Dari uraian diatas, makalah ini akan banyak mebahas mengenai leukemia untuk lebih mengetahui factor-faktor pencetus penyakit leukemia serta bentuk patologi penyakit leukemia.

B.     Rumusan Masalah

Berdasarkan latar belakang di atas maka rumusan masalah dalam makalah ini yaitu :
1.    Bagaimana patofisiologi leukemia?
2.    Bagaimana gejala kliniknya?
3.    Apa sasaran dan strategi pengobatannya?
4.    Bagaimana penatalaksanaannya?
5.    Bagaimana evaluasi obat yang beredar di Indonesia?   

C.    Tujuan

Tujuan makalah ini yaitu:
1.    Untuk mengetahi patofisiologi leukemia.
2.    Untuk mengetahi gejala kliniknya.
3.    Untuk mengetahi sasaran dan strategi pengobatannya.
4.    Untuk mengetahi penatalaksanaannya.
5.    Untuk mengetahi evaluasi obat yang beredar di Indonesia.

BAB II

PEMBAHASAN 

A.    Patofisiologi

Pada keadaan normal, sel darah putih berfungsi sebagai pertahanan tubuh terhadap infeksi. Sel ini secara normal berkembang sesuai perintah, dapat dikontrol sesuai dengan kebutuhan tubuh. Sedangkan pada leukemia terjadi peningkatkan produksi sel darah putih pada sumsum tulang yang lebih dari normal. Mereka terlihat berbeda dengan sel darah normal dan tidak berfungsi seperti biasanya.
Sel leukemi memblok produksi sel darah normal, merusak kemampuan tubuh terhadap infeksi. Sel leukemi juga merusak produksi sel darah lain pada sumsum tulang termasuk sel darah merah dimana sel tersebut berfungsi untuk menyuplai oksigen pada jaringan.
Leukemia terjadi jika proses pematangan dari stem sel menjadi sel darah putih mengalami gangguan dan menghasilkan perubahan ke arah keganasan.
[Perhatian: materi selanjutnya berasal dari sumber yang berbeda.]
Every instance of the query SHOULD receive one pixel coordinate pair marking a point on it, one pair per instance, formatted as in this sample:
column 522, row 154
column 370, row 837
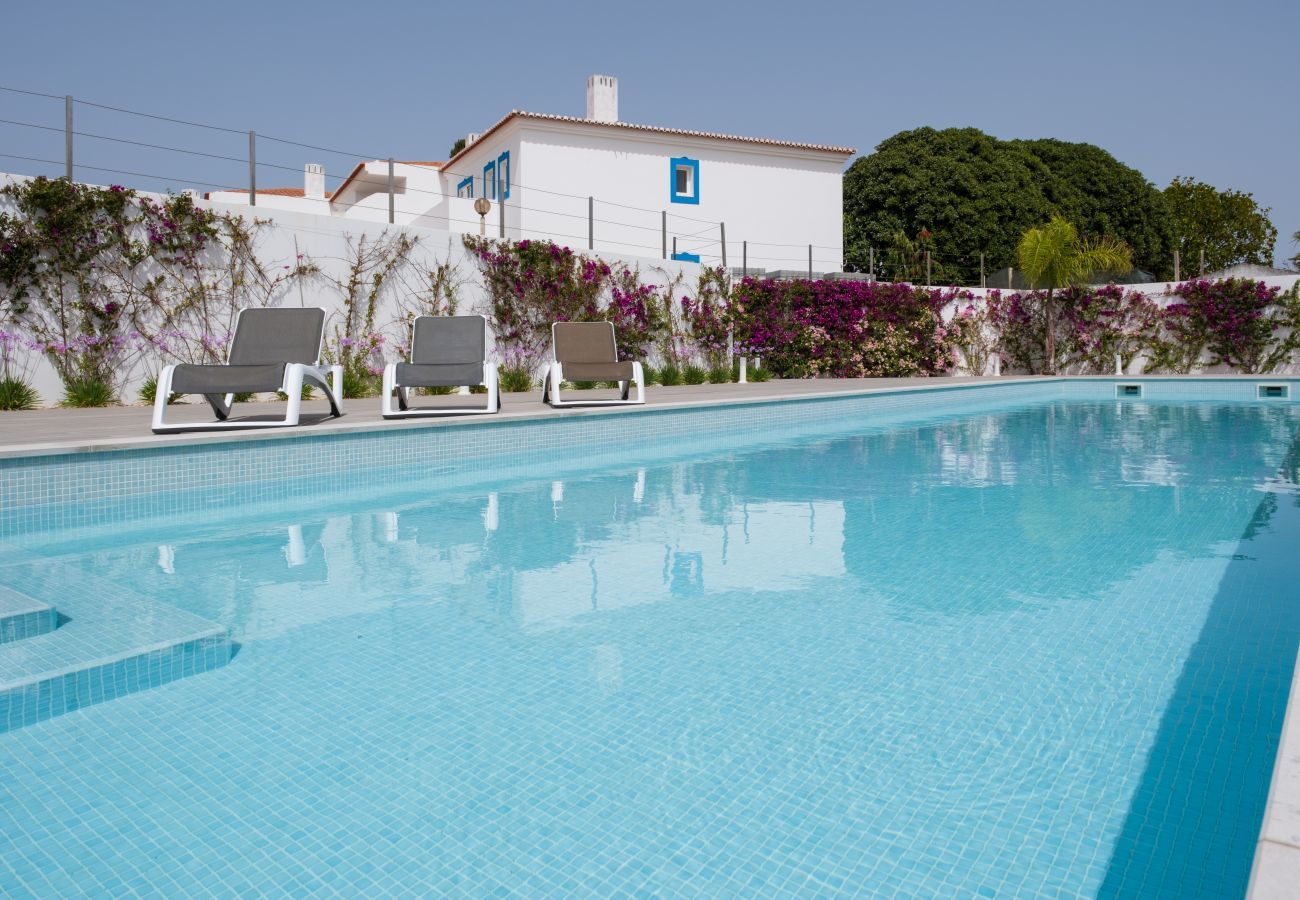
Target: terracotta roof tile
column 655, row 129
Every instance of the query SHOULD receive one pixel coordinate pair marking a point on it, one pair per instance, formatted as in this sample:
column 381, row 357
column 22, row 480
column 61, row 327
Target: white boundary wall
column 324, row 241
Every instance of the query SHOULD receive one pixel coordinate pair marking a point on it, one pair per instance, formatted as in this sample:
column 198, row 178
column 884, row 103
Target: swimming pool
column 1025, row 647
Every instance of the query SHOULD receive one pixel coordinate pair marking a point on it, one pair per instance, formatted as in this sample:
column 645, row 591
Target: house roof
column 654, row 129
column 360, row 167
column 274, row 191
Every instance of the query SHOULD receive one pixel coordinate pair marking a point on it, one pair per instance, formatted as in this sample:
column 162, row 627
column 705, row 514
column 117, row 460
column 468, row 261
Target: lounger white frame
column 492, row 379
column 326, row 377
column 555, row 376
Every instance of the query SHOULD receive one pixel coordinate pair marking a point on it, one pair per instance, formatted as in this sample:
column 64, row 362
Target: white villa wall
column 779, row 198
column 775, row 197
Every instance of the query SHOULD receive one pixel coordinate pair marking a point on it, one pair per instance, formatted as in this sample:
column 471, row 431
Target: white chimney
column 602, row 99
column 313, row 181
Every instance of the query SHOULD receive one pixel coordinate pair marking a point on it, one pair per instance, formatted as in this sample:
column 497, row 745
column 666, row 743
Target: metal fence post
column 252, row 168
column 68, row 137
column 391, row 193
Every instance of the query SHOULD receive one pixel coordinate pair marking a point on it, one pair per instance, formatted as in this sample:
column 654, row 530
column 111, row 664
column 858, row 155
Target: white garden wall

Perubahan tersebut seringkali melibatkan penyusunan kembali bagian dari kromosom (bahan genetik sel yang kompleks). Translokasi kromosom mengganggu pengendalian normal dari pembelahan sel, sehingga sel membelah tidak terkendali dan menjadi ganas. Pada akhirnya sel-sel ini menguasai sumsum tulang dan menggantikan tempat dari sel-sel yang menghasilkan sel-sel darah yang normal. Kanker ini juga bisa menyusup ke dalam organ lainnya termasuk hati, limpa, kelenjar getah bening, ginjal, dan otak.
1.      Leukemia Akut
Leukemia akut adalah keganasan primer sumsum tulang yang berakibat terdesaknya komponen darah normal oleh komponen darah abnormal (blastosit) yang disertai dengan penyebaran ke organ-organ lain.
a.      Leukemia Limfositik Akut (LLA)
LLA merupakan jenis leukemia dengan karakteristik adanya proliferasi dan akumulasi sel-sel patologis dari sistem limfopoetik yang mengakibatkan organomegali (pembesaran alat-alat dalam) dan kegagalan organ. LLA lebih sering ditemukan pada anak-anak (82%) daripada umur dewasa (18%). Tanpa pengobatan sebagian anak-anak akan hidup 2-3 bulan setelah terdiagnosis terutama diakibatkan oleh kegagalan dari sumsum tulang.
Gambar 1. Hapusan Sumsum Tulang LLA dengan Pewarnaan Giemsa Perbesaran 1000x

b.      Leukemia Mielositik Akut (LMA)
LMA merupakan leukemia yang mengenai sel stem hematopoetik.  Jenis ini ditandai dengan banyaknya leukosit yang berdiferensiasi ke sel mieloid. LMA atau Leukemia Nonlimfositik Akut (LNLA) lebih sering ditemukan pada orang dewasa (85%) dibandingkan anak-anak (15%). Jika tidak diobati, LNLA fatal dalam 3 sampai 6 bulan.
Gambar 2. Hapusan Sumsum Tulang LMA dengan Pewarnaan Giemsa Perbesaran 1000x

2.      Leukemia Kronik
Leukemia kronik ditandai proliferasi neoplastik dari salah satu sel yang berlangsung atau terjadi karena keganasan hematologi.
a.      Leukemia Limfositik Kronis (LLK)
LLK ditandai dengan proliferasi dan keganasan klonal limfosit B (jarang pada limfosit T). LLK cenderung dikenal sebagai kelainan ringan yang menyerang individu yang berusia 50 sampai 70 tahun dengan perbandingan 2:1 untuk laki-laki.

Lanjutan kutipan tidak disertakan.